With three straight nights of major events from the Rising Stars Game to the Dunk Contest to the All-Star Game itself, Turner Sports and NBA Entertainment teamed up with a massive production compound (18 trucks, including A and B units and temporary office facilities), all of which needs to be tightly integrated to handle simultaneous productions.
In taking a major step to streamline the process, Turner developed its own storage area network to connect the compound’s EVS network and to establish a direct IP link to the Turner Broadcasting Center in Atlanta.
“It gives us tremendous flexibility,” says Sahara, Turner’s VP of operations and technology. “We can quickly transfer content in and out of our studio and have access to our library.”
The Present and Future of RF
Between cameras and miked-up players, RF technology was deployed all over the All-Star Game.
More than 400 channels of RF were coordinated by Turner inside the Smoothie King Center throughout the weekend, and that’s just for microphones and internal communications and does not include any cameras, WiFi, etc.
Staggering numbers indeed, but the fact of the matter is, it could become more and more difficult to accomplish these types of productions pending rulings on the incentive auctions.

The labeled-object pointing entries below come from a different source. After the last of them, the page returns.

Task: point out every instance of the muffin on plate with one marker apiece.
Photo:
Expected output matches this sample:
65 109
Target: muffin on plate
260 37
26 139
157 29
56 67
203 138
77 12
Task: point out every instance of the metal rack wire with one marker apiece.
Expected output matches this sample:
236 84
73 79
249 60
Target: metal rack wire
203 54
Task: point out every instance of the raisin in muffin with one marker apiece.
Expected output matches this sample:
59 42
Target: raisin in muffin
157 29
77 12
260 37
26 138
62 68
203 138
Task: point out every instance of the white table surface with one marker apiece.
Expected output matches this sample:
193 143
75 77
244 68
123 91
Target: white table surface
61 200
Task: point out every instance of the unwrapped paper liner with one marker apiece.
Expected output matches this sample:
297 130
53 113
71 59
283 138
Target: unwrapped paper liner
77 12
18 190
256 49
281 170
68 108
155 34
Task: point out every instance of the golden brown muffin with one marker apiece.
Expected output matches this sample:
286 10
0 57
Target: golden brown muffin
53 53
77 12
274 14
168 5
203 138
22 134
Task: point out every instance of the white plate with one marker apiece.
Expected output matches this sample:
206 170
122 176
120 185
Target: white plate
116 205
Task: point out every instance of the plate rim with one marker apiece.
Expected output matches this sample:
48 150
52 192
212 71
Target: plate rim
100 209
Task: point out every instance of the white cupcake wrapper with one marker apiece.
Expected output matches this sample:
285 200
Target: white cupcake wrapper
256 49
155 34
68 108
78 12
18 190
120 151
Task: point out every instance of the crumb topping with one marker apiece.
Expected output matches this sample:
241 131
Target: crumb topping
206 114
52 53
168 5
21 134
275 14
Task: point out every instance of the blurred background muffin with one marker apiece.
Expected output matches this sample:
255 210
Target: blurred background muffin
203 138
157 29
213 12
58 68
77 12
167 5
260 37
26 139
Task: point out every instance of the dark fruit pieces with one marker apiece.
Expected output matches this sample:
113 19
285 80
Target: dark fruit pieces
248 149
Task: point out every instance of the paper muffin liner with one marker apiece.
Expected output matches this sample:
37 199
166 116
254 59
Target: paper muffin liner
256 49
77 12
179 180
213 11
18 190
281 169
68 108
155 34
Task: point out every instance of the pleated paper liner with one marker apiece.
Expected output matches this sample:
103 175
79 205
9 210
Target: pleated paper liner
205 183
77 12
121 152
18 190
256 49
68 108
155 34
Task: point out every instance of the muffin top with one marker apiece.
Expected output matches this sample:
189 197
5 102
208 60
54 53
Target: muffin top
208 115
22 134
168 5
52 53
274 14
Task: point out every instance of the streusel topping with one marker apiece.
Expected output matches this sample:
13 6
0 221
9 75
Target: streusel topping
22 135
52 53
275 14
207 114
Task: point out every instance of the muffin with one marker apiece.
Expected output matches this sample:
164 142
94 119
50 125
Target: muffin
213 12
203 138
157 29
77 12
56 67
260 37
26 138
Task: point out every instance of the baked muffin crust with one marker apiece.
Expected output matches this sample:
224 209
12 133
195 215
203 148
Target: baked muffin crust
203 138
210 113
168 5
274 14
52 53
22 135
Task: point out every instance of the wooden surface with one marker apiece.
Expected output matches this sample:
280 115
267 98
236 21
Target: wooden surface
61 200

“Incentive auctions have been a major topic of conversation around here,” says Sahara. “We may lose much of the valuable spectrum that we use for these types of events. We’ve been very careful about documenting what we have so that we can present a good case in any future study of how we utilize the spectrum. And now with the Spectrum Database, we’re certainly aware that all of the frequencies have to be entered and coordinated. There’s a lot of focus on making sure that is done properly.”
freeD Makes Hoops Debut
One of the highlights of the weekend’s coverage was the first basketball implementation of the rapidly growing 360-degree replay server, freeD, developed by Israel-based Replay Technologies.
Turner proposed its use and approached the league for approval.
“Being that it’s such a different look and something that really has never been done in basketball, we had to seek league approval, and, when the league saw it, they were very excited about it,” says Sahara. “They’ve hopped on board with it. It’s been a really good collaboration on taking a new technology and working through the development.”
With approval, Turner worked with the Smoothie King Center and took three weeks to install the system for All-Star Weekend. Unlike in Yankee Stadium and AT&T Stadium, the first two U.S. installations, this is a temporary installation of the freeD system and is being taken down following the All-Star Game.
Sahara says it’s not something a broadcaster would want to bring in for a single game, but an extended, multi-event stay makes it worth the installation. He also hints that Turner will possibly look into using it at the Final Four — at AT&T Stadium, which conveniently already has the freeD system in place.